Soon they found themselves with a little bit more work after Matt Kuchar and Tony Finau let a 2-up lead slip away in the final five holes. They never trailed and yet could very well have lost if Byeong Hun An had curled in a 7-footer for a winning birdie on 18. It burned the left edge. On the previous two holes, Niemann and An sank par saves of 20 and 7 feet, respectively, to keep the match all square.
“It was a grind out there,” the 21-year-old Niemann of Chile. “We fight until the last hole and we got the half-point. That’s big.”
With the momentum volleying back and forth, each side claimed the psychological upper hand at day’s end.
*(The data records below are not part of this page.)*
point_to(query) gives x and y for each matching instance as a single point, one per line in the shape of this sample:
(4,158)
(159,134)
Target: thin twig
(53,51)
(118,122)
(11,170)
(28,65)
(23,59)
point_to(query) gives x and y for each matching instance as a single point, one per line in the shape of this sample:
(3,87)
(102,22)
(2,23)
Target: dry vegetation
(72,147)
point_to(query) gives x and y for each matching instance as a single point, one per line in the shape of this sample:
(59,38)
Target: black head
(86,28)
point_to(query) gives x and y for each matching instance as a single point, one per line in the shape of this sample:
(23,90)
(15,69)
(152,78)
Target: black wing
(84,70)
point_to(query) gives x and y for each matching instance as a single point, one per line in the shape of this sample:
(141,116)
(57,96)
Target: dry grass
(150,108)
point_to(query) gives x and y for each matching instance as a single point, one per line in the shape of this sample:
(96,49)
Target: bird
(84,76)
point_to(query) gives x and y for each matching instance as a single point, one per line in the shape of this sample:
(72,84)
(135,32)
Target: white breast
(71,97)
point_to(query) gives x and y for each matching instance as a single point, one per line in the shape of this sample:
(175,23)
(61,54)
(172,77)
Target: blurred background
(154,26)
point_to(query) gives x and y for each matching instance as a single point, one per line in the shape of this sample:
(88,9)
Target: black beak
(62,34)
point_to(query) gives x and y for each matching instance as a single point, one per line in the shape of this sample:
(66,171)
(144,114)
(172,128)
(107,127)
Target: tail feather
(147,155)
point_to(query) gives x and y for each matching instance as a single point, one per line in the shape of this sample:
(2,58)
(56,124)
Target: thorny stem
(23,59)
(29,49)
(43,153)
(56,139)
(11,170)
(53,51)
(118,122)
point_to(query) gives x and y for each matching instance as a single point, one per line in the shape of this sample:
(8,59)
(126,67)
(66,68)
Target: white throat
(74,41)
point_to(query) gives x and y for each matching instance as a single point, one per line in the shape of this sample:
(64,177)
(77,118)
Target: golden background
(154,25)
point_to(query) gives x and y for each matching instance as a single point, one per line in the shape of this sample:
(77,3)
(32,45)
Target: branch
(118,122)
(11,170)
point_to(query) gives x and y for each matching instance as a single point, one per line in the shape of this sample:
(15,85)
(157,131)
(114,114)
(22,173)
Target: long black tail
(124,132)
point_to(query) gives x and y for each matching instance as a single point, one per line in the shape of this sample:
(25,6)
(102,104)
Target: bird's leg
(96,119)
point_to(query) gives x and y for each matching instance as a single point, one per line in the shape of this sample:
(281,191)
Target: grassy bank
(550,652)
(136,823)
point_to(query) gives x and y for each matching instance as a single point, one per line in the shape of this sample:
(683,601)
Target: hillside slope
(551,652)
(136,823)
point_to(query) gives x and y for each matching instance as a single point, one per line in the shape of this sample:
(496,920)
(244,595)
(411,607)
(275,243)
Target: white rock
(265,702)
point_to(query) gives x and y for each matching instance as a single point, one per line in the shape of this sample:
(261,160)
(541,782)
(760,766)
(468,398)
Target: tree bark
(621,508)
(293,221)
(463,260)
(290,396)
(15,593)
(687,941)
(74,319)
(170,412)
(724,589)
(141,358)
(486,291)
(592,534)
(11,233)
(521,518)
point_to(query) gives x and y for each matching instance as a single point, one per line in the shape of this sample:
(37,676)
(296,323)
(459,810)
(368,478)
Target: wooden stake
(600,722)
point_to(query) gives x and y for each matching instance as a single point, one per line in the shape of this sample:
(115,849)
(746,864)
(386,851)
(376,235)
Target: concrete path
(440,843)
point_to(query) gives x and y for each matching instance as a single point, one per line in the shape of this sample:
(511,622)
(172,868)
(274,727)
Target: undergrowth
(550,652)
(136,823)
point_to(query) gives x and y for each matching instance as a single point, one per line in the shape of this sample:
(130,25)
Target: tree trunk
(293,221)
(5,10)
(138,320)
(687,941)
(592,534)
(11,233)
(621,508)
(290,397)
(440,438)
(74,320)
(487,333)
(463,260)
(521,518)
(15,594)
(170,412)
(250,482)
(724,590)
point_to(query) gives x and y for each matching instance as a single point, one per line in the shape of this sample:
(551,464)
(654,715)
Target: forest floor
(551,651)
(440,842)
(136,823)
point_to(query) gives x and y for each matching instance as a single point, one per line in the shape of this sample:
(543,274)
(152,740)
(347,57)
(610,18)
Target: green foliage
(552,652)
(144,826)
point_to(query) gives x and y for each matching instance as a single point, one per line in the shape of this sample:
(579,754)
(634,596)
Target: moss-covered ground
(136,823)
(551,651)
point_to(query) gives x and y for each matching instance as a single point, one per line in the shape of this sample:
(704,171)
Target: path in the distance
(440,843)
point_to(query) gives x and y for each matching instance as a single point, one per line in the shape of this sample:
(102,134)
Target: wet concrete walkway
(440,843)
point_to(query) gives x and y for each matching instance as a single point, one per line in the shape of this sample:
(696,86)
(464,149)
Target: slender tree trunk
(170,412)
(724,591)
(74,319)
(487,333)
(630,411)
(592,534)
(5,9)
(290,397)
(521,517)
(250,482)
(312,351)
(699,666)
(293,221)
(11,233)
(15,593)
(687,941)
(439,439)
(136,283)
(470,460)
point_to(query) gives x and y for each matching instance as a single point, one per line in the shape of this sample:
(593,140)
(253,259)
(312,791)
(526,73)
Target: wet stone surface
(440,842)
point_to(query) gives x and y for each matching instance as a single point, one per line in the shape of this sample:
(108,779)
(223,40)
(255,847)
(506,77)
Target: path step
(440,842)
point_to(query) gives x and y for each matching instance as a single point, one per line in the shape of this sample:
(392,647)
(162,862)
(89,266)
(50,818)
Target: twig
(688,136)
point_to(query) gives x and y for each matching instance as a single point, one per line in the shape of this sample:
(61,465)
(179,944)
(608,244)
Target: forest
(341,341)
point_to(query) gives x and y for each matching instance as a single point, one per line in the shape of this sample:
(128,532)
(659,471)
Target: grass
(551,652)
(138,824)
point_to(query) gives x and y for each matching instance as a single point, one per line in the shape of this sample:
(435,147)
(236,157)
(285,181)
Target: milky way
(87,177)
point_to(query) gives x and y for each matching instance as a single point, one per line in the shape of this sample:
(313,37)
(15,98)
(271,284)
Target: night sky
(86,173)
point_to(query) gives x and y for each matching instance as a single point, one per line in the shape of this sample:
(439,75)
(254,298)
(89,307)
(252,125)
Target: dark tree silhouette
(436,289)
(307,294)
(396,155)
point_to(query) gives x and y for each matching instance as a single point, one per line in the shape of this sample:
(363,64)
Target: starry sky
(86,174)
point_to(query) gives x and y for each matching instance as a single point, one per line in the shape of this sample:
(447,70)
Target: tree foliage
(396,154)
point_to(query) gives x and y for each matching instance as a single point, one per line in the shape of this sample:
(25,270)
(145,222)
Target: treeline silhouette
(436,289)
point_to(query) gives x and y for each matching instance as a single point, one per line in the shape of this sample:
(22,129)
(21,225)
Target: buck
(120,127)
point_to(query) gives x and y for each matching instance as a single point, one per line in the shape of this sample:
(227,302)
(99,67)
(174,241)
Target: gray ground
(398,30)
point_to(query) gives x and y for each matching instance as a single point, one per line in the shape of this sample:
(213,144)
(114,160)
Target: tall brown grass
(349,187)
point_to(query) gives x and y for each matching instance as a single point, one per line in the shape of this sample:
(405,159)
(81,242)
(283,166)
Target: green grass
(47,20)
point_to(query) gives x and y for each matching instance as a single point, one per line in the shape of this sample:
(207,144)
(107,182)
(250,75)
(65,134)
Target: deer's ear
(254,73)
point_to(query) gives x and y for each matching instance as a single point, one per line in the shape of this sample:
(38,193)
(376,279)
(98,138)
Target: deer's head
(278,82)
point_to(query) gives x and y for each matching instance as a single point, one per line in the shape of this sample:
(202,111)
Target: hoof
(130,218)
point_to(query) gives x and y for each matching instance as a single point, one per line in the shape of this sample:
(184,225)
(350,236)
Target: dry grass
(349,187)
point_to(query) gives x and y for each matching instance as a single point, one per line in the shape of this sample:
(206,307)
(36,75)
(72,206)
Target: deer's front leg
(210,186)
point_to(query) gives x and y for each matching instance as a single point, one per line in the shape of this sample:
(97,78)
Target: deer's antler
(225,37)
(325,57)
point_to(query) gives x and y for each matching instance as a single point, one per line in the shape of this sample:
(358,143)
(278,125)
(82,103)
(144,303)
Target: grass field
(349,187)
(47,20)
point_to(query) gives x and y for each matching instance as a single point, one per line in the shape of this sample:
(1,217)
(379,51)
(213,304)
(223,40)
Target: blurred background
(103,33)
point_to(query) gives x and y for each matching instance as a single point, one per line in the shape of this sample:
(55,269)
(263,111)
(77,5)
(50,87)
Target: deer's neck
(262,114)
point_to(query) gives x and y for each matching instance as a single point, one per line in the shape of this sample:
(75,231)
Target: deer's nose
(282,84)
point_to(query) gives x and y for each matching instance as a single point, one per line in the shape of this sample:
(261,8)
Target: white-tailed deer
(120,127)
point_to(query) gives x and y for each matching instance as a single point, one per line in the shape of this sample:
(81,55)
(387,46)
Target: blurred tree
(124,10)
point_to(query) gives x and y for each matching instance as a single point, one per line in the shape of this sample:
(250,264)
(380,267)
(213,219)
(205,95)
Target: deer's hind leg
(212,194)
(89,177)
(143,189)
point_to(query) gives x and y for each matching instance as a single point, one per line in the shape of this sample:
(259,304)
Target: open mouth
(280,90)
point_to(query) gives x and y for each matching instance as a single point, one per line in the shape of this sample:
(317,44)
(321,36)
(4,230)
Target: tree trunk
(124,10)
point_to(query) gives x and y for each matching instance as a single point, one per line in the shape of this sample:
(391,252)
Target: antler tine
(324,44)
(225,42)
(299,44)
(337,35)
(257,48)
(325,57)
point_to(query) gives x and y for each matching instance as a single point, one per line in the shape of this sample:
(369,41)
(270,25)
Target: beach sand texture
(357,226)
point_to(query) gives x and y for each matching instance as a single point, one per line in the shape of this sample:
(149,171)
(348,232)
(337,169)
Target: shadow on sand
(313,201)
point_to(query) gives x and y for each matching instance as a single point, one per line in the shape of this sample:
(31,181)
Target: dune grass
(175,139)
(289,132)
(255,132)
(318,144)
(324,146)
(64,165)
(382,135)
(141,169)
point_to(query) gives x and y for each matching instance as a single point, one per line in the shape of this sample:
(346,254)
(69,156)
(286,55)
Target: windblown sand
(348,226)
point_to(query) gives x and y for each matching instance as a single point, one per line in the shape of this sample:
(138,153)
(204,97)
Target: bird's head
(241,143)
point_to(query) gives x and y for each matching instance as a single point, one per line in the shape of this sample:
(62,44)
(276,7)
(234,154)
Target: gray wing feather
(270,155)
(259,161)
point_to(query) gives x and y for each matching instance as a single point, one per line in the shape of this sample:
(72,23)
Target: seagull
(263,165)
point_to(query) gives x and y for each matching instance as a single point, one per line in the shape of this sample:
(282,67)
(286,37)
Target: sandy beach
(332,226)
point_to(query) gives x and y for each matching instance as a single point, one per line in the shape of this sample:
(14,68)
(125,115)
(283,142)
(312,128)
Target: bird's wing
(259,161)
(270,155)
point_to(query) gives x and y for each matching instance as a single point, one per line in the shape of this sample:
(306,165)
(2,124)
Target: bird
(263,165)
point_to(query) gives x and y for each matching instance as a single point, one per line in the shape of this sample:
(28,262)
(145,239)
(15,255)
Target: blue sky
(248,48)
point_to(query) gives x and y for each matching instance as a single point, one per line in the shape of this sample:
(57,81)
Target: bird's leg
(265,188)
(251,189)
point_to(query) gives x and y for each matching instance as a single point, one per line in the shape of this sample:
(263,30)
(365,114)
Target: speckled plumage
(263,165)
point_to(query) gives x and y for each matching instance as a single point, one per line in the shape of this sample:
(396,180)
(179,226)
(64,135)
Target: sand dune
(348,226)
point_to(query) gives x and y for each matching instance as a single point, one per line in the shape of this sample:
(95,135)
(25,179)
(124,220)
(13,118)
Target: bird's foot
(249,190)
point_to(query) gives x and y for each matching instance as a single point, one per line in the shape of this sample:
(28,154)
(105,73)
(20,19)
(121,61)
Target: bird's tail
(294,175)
“It was unbelievable. You talk about coming back from the dead,” Els said.
“There was a point today where it looked like it may be 9-1 Internationals,” Kuchar said, referring actually to Friday’s foursomes when the Internationals led briefly in a all five matches. But no matter.
“For us to be sitting here at 10-8, certainly feel good,” Kuchar added. “We’d rather be in the International position right now, but for us to be staring at 9-1 as a potential position to now be at 10-8, I think the guys in the locker room feel awfully good about what we were able to do today.”
Woods later echoed that talking point, only to draw an eye roll from Els, who responded, “You are the absolute optimist, aren’t you?”
Earlier in the day, the Internationals widened their lead by a point, but once again it was the Americans, as they did on Friday, holing another crucial putt at the 18th to avoid getting farther adrift. Finau did the honors from seven feet, lifting him and Kuchar into a tie with Scott and An.
In the other three matches, the International team won twice while the USA captured the opener as Thomas improved to 3-0 after a 3-and-2 victory with Fowler over Leishman and Haotong Li, who was playing his first match.
Im and Ancer had all the answers against Cantlay and Schauffele, leading from the eighth hole onward to win, 3 and 2. Behind them, Hideki Matsuyama and C.T. Pan were way too much for Patrick Reed and Webb Simpson, leading throughout in a 5-and-3 triumph to win for a second time together. The U.S. duo slipped to 0-3 while Reed lost for the fifth time in a row in team play dating to last year’s Ryder Cup.
Reed’s caddie, Kessler Karain, was involved in an altercation with a fan shortly after their match ended, and the PGA Tour said in a statement that Karain would not be allowed to caddie for Reed, his brother-in-law, in today’s singles session. A replacement caddie had not yet been named on Saturday night. Reed faces Pan in the third match at 10:24 a.m. local time, 6:24 p.m EST.